The first three games should come as little surprise to anyone reading Joystiq the last couple days: Bayonetta, by Hideki Kamiya, creator of Devil May Cry, Okami, and Viewtiful Joe; Infinite Line, by Hifumi Kouno at Nudemaker, creator of Steel Battalion and, before that, the Clock Tower series; and MadWorld, a mad-cap feast of ultraviolence for -- you guessed it! -- the Wii by first time director Shigenori Nishikawa.

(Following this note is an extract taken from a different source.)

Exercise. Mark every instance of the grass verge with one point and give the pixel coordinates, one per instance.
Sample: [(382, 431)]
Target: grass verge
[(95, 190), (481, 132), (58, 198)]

After wrangling the press into a restaurant overlooking San Francisco Bay, adorned with Sega and Platinum Games ice sculptures and milling with enthusiasm for the partnership, Jeffrey explained Sega's standing in the world of video game publishers (read: they're getting better) before introducing Tatsuya Minami, president and CEO of Platinum Games. "A lot of people have said the development companies in Japan haven't been doing well lately," Minami said. "But we are different. We would like people in the world to once again play high-quality Japanese games. And to realize this dream we've been looking for a good partner." Cue: Sega.
Minami-san praised Sega's "courage" in allowing them to make "these unique and exciting" titles. Of particular interest to Platinum was Sega's "well-known and worldwide brand" -- not dissimilar from Capcom's come to think of it. With offices around the world, Sega provides significant resources to Platinum, making them "the perfect partner" for the superstar studio. They began the presentation of the three games, but not before teasing, "There is a fourth title we can't announce just yet. The director on this title is Shinji Mikami."
Once the presentations were through, and interviews were winding down, and beer had been drunk, Sega PR reps flirted through the crowd, letting them know there was one more surprise. No, not that Shinji Mikami game (that's what we were hoping too!); rather, some fireworks launched from a barge in the Bay, to commemorate one of the company's most promising announcements in years.